Table tennis is an interesting task for robots to learn because of two complementary properties: It requires both fast and precise movements in a structured game that occurs in a fixed and predictable environment. The learning algorithm the robot relies on to make decisions has to work hard to get good, but the confines of a table tennis table limit how much of the world it has to contend with. It does help that playing table tennis is a task that requires two parties: the robot can play with another robot (or simulation) or an actual human to train. All this makes it a great set up for exploring human-robot interaction and reinforcement learning techniques (where the robot learns from doing).

Google engineers designed two separate projects using the same robot. Iterative-Sim2Real, which will be presented at CoRL later this year, and GoalsEye, which will be presented at IROS next week. Iterative-Sim2Real is the program that trained the robot to play 300-shot cooperative rallies with humans while GoalsEye allows it to return serves to a specific target point on the table with amateur human-like precision.

Iterative-Sim2Real is an attempt to overcome the “chicken and egg problem” of teaching machines to mimic human behaviors. The research team explains that if you don’t have a good robot policy (a set of rules for the robot) to begin with, then you can’t collect high-quality data on how people will interact with it. But, without a human behavior model to start with, you can’t come up with the robot policy in the first place. One alternative solution is to exclusively train robots in the real-world. However, this process is “often slow, cost-prohibitive, and poses safety-related challenges, which are further exacerbated when people are involved.” In other words, it takes a long time and people can get hurt by robot arms swinging table tennis bats around. 

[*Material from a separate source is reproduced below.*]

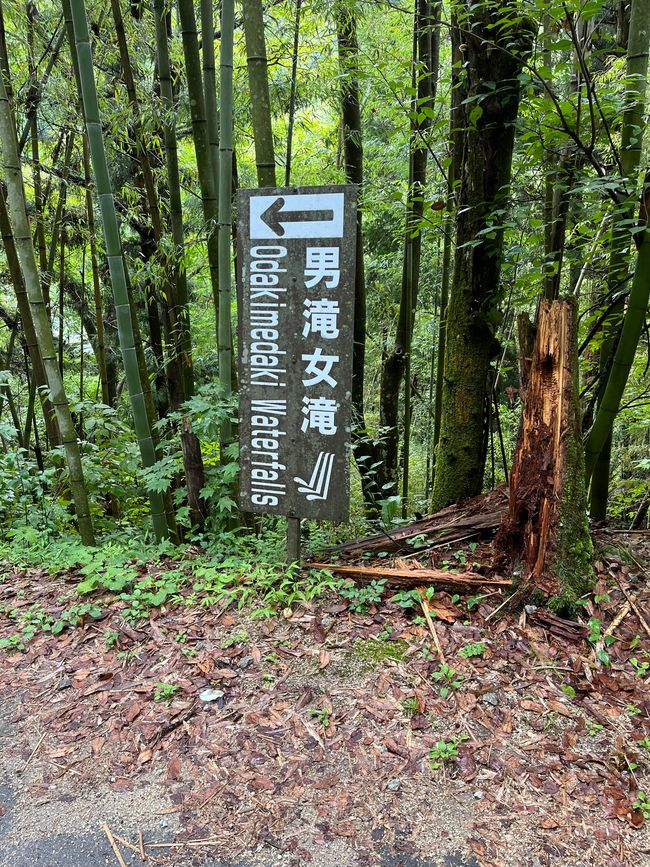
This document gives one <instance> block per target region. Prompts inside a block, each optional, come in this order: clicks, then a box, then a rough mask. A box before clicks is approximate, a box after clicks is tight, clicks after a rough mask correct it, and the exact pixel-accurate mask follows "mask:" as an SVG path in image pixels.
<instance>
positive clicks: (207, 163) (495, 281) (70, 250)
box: [0, 0, 650, 545]
mask: <svg viewBox="0 0 650 867" xmlns="http://www.w3.org/2000/svg"><path fill="white" fill-rule="evenodd" d="M649 41H650V0H630V2H619V0H587V2H573V0H572V2H568V3H549V2H543V0H527V2H518V3H515V2H510V0H502V2H492V0H489V2H485V3H481V4H470V3H464V2H457V0H445V2H437V0H411V2H409V0H268V2H265V3H264V2H262V0H221V2H219V3H215V2H213V0H196V2H194V0H173V2H171V0H130V2H127V0H110V2H107V0H14V2H7V0H0V154H1V161H0V165H1V167H2V169H1V182H0V232H1V236H2V250H1V253H0V317H1V320H2V321H1V323H0V324H1V326H2V331H1V337H0V351H1V352H2V357H3V362H2V365H1V367H2V371H3V372H2V379H1V381H0V440H1V454H0V472H1V473H2V481H3V492H2V494H0V508H1V510H2V517H3V522H4V525H5V527H6V528H7V530H8V531H11V532H13V533H14V534H19V533H20V532H24V531H25V528H28V529H29V531H30V532H35V533H40V532H60V531H64V530H66V529H70V530H71V531H72V530H74V531H78V533H79V534H80V536H81V539H82V541H83V542H84V543H85V544H89V545H92V544H94V543H95V541H96V540H97V539H98V538H99V536H100V535H103V534H106V533H111V532H113V531H116V530H117V529H119V528H122V529H124V528H125V527H131V528H135V529H136V530H137V532H139V533H143V532H145V531H147V532H149V527H150V528H151V530H152V531H153V534H154V536H155V538H157V539H165V538H168V539H171V540H172V541H176V540H179V539H189V538H192V537H193V538H200V537H201V534H203V533H209V532H215V531H220V530H227V529H228V528H230V529H232V528H234V527H236V526H238V525H240V524H242V523H243V525H245V526H246V525H250V518H249V517H247V516H241V515H239V514H238V512H237V507H236V499H237V493H236V487H237V413H236V406H237V375H236V358H237V330H236V321H237V316H236V301H235V297H236V296H235V292H234V280H235V273H236V260H235V252H234V251H235V249H236V236H237V215H236V212H235V207H234V203H235V192H236V190H237V188H240V187H256V186H260V187H274V186H277V185H279V184H282V183H284V184H287V185H289V184H293V185H301V186H308V185H313V184H320V183H345V182H347V183H352V184H356V185H358V187H359V190H360V200H361V208H360V210H359V215H358V219H357V263H356V264H357V267H356V278H355V285H354V309H355V321H354V353H353V387H352V395H351V400H352V409H353V418H354V426H353V431H352V438H353V448H352V454H351V461H352V463H353V464H354V466H355V468H356V469H355V472H354V479H353V496H354V503H353V506H354V509H353V511H354V514H355V516H356V517H355V520H358V521H359V522H361V523H363V522H367V521H371V522H377V521H380V520H381V521H383V522H384V523H385V524H386V523H390V522H391V521H392V520H393V519H396V518H398V517H403V518H406V517H409V516H412V515H413V514H417V513H419V512H426V511H429V510H430V509H436V508H441V507H443V506H445V505H447V504H449V503H452V502H456V501H458V500H462V499H463V498H465V497H468V496H471V495H474V494H477V493H479V492H480V491H481V490H483V489H485V488H489V487H490V486H494V485H495V484H497V483H499V482H501V481H507V480H508V477H509V472H510V467H511V463H512V459H513V454H514V450H515V445H516V442H517V438H518V435H519V432H520V427H521V416H522V412H521V410H522V405H523V403H524V400H525V396H526V395H525V389H526V383H527V367H528V366H529V362H530V359H531V357H532V346H533V343H534V339H535V331H536V328H537V324H538V320H539V315H540V309H541V308H542V307H543V305H544V304H545V303H547V302H551V301H554V300H557V299H560V298H570V299H572V303H573V305H574V307H575V310H576V312H577V316H576V321H577V330H578V331H577V337H576V340H577V350H578V351H577V361H576V364H577V365H578V367H577V369H576V370H575V371H574V372H575V375H576V377H577V379H576V382H577V383H578V389H579V401H580V424H579V426H580V432H579V436H580V437H581V442H582V446H581V448H583V449H584V466H585V469H584V474H585V483H586V487H585V489H586V490H588V492H589V503H588V506H589V511H590V514H591V517H592V518H594V519H596V520H603V519H605V518H606V517H607V516H608V515H609V516H614V517H616V518H617V519H620V520H624V521H628V522H633V523H634V524H635V525H636V526H641V525H643V524H644V522H645V521H647V511H648V503H649V502H650V460H648V457H647V454H648V444H649V442H650V413H649V412H648V405H649V403H650V391H649V388H648V378H647V367H648V361H647V359H648V357H649V351H650V350H649V345H650V344H649V341H648V329H647V324H646V317H647V311H648V298H649V293H650V237H649V235H648V228H647V209H646V195H647V188H648V182H649V180H650V174H648V169H649V165H648V151H647V147H646V144H645V141H644V133H645V126H646V118H647V86H646V85H647V73H648V46H649ZM580 466H582V456H581V461H580ZM581 472H582V470H581ZM577 506H578V508H580V504H577ZM21 528H22V530H21Z"/></svg>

Iterative-Sim2Real sidesteps this problem by using a very simple model of human behavior as a starting point and then training the robot both with a simulation and a human in the real world. After each iteration, both the human behavior model and the robot policy are refined. Using five human subjects, the robot trained with Iterative-Sim2Real outperformed an alternative approach called sim-to-real plus fine-tuning. It had significantly fewer rallies that ended in less than five shots and its average rally length was 9 percent longer. 

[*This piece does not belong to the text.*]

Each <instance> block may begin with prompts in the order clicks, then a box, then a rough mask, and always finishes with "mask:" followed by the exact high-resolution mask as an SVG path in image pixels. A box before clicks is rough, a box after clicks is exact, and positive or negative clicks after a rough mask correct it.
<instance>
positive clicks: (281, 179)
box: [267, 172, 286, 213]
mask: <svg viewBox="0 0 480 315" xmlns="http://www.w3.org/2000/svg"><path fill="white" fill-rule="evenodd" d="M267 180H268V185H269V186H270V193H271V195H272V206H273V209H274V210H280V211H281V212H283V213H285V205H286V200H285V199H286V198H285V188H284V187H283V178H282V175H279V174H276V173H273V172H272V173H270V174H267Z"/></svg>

GoalsEye, on the other hand, set out to tackle a different set of training problems and taught the robot to return the ball to an arbitrary location such as “the back left corner” or “just over the net on the right side.” Imitation learning—where a robot develops a play strategy derived from human performance data—is hard to conduct in high-speed settings. There are so many variables affecting how a human hits a ping pong ball that makes tracking everything necessary for a robot to learn practically impossible. Reinforcement learning is typically good for these situations but can be slow and sample inefficient—especially at the start. (In other words, it takes a lot of repetitions to develop a fairly limited play strategy.) 

GoalsEye attempts to overcome both sets of issues using an initial “small, weakly-structured, non-targeted data set” that enables the robot to learn the basics of what happens when it hits a ping pong ball and then allowing it to self-practice to teach it to hit the ball precisely to specific points. After being trained on the initial 2,480 demonstrations, the robot was able to return a ball to within 30 centimeters (~1 foot) only 9 percent of the time. But after self-practicing for ~13,500 shots, it was accurate 43 percent of the time. 

While teaching robots to play games might seem trivial, the research team contends that solving these kinds of training problems with table tennis has potential real-world applications. Iterative-Sim2Real allows robots to learn from interacting with humans while GoalsEye shows how robots can learn from unstructured data and self-practice in a “precise, dynamic setting.” Worst case scenario: If Google’s big goals don’t pan out, at least they could build a robot table tennis coach.